Yes. The content aligns directly with the Year 5 KS2 Science programme for Earth and Space. The twelve facts are appropriate for children aged 9 to 11, with vocabulary supported by context. The comparison tables are designed to work as reference material during lessons. The classroom activities (including the ‘Sideways Fruit’ axial tilt demonstration) are suitable for whole-class or group work. Teachers may wish to use selected sections as guided reading texts, or set individual facts as research starting points for independent study.
Where can I find Uranus worksheets and resources?
LearningMole provides curriculum-aligned educational resources for primary science, including materials for KS2 Earth and Space. Visit learningmole.com to browse video resources and teaching materials for Year 5 science. LearningMole’s resources are produced by experienced educators and aligned with the UK National Curriculum, making them suitable for classroom use, homework support, and home learning.
Why does Uranus have such an extreme axial tilt?
Scientists believe Uranus was struck by a large object, roughly the size of Earth, billions of years ago during the formation of the Solar System. The force of this collision knocked the planet onto its side, creating the 97.77-degree axial tilt we observe today. The same collision may have disrupted the flow of internal heat from the planet’s core, explaining why this planet generates so little internal energy compared to Neptune. The ‘Impact Theory’ is not yet proven definitively, but it is the leading scientific explanation and is appropriate to introduce at KS2 as an example of how scientists form and test hypotheses.
Why are Uranus’s moons named after Shakespeare characters?
The tradition of naming Uranus’s moons after characters from English literature was established by early astronomers and has been continued by the International Astronomical Union (IAU). The five largest moons, Titania, Oberon, Ariel, Umbriel, and Miranda, were all named by William Herschel and his son John Herschel after Shakespearean characters. Later-discovered moons continue the convention, drawing on Shakespeare’s plays and Alexander Pope’s poems. This makes this planet unique among the Solar System’s planets and provides a genuinely useful cross-curricular link between science and English literature at KS2.
Conclusion
Uranus rewards closer attention than its position on a classroom poster usually suggests.
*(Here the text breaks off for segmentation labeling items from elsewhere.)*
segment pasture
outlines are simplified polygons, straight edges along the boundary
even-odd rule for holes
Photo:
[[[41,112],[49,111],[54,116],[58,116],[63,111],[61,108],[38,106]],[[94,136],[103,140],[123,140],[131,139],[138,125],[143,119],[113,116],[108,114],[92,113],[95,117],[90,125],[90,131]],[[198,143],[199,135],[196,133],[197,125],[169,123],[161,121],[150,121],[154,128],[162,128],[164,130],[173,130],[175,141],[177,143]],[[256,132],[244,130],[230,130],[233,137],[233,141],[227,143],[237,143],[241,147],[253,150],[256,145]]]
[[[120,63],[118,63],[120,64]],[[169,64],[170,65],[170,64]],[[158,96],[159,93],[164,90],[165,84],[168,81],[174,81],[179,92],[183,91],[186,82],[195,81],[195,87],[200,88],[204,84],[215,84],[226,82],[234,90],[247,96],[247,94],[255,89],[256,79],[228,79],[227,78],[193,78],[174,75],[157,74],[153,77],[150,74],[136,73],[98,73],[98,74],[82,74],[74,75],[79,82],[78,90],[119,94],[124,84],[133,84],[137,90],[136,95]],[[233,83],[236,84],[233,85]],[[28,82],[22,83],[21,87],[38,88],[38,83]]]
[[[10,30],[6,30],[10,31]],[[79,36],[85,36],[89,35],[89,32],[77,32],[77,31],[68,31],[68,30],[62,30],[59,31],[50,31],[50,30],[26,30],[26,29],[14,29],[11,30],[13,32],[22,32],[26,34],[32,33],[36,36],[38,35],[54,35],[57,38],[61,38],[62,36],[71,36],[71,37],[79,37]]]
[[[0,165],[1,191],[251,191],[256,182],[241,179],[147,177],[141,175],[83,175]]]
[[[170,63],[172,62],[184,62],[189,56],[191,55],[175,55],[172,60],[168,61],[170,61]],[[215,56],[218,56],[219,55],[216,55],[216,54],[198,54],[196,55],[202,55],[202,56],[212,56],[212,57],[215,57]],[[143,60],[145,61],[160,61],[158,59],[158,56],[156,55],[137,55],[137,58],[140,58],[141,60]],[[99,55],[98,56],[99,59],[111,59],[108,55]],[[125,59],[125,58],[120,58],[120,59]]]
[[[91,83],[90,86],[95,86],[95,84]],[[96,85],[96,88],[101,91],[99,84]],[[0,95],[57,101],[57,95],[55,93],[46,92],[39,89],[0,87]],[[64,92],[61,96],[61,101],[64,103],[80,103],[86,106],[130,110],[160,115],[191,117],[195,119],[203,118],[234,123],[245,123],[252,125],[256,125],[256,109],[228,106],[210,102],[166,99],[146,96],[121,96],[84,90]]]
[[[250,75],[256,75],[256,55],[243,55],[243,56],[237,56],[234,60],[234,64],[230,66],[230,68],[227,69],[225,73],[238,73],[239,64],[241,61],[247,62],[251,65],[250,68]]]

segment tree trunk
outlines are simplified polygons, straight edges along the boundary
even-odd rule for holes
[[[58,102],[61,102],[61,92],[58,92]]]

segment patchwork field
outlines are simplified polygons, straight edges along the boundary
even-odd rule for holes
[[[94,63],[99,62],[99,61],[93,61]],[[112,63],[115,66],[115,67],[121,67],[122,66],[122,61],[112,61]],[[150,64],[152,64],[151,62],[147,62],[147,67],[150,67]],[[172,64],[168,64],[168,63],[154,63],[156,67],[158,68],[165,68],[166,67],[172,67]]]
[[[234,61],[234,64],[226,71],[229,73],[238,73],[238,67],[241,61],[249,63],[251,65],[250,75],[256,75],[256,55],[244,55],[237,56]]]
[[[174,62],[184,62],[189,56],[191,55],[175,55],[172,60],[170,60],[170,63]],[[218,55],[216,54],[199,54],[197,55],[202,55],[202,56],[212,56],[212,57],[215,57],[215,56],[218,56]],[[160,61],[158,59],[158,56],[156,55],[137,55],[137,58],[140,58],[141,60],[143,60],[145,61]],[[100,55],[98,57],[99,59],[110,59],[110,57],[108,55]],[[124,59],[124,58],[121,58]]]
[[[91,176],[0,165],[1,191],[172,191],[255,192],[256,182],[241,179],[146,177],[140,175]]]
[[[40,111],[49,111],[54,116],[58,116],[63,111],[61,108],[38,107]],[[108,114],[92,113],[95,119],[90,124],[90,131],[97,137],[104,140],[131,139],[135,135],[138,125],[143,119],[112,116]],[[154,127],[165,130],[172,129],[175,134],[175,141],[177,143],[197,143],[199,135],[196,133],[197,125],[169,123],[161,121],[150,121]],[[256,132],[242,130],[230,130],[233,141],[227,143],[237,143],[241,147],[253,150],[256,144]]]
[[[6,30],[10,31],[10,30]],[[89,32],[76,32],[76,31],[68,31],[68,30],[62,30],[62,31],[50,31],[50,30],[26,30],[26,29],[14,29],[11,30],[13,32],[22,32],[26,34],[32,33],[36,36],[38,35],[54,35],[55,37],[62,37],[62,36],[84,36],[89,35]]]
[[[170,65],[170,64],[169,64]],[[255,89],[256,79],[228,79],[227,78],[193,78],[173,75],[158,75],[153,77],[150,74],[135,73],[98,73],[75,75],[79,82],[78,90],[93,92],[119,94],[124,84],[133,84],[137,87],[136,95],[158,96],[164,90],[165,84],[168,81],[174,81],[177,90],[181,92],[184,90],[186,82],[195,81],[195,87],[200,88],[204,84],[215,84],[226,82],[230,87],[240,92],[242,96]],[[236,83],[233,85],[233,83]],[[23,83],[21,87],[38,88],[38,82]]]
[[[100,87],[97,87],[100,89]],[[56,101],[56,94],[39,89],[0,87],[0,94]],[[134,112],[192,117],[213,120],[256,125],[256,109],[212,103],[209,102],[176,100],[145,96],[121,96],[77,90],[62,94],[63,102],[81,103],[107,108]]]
The temperature paradox alone provides teachers with a productive discussion of scientific measurement, while the tilt, the rings, the literary moons, and the Bath connection offer cross-curricular threads that extend from science into history, geography, and English. For children, asking the original question, ” Is Uranus the coldest planet the honest answer is that it depends on what you measure, and that distinction is a proper scientific lesson in itself.
LearningMole’s approach to Earth and Space follows the same logic as this guide: start with the question children actually ask, give them the genuine answer rather than the simplified one, and build curriculum connections that make the topic stick. The twelve facts here are a starting point for Year 5 lessons, not a ceiling. Children who get curious about Uranus’s missing internal heat, the Voyager 2 flyby images, or the Shakespeare moon names tend to keep asking questions long after the lesson ends, which is exactly what good science teaching looks like.
The Solar System contains enough genuine strangeness that no article needs to manufacture wonder. A planet that rolls around the Sun on its side, smells of rotten eggs, has moons named after Bottom and Puck, and holds the coldest temperature ever measured on any world does not need dramatising. Teachers and parents who use this guide will find Uranus is one of those topics that, once introduced properly, tends to stick with children for a long time.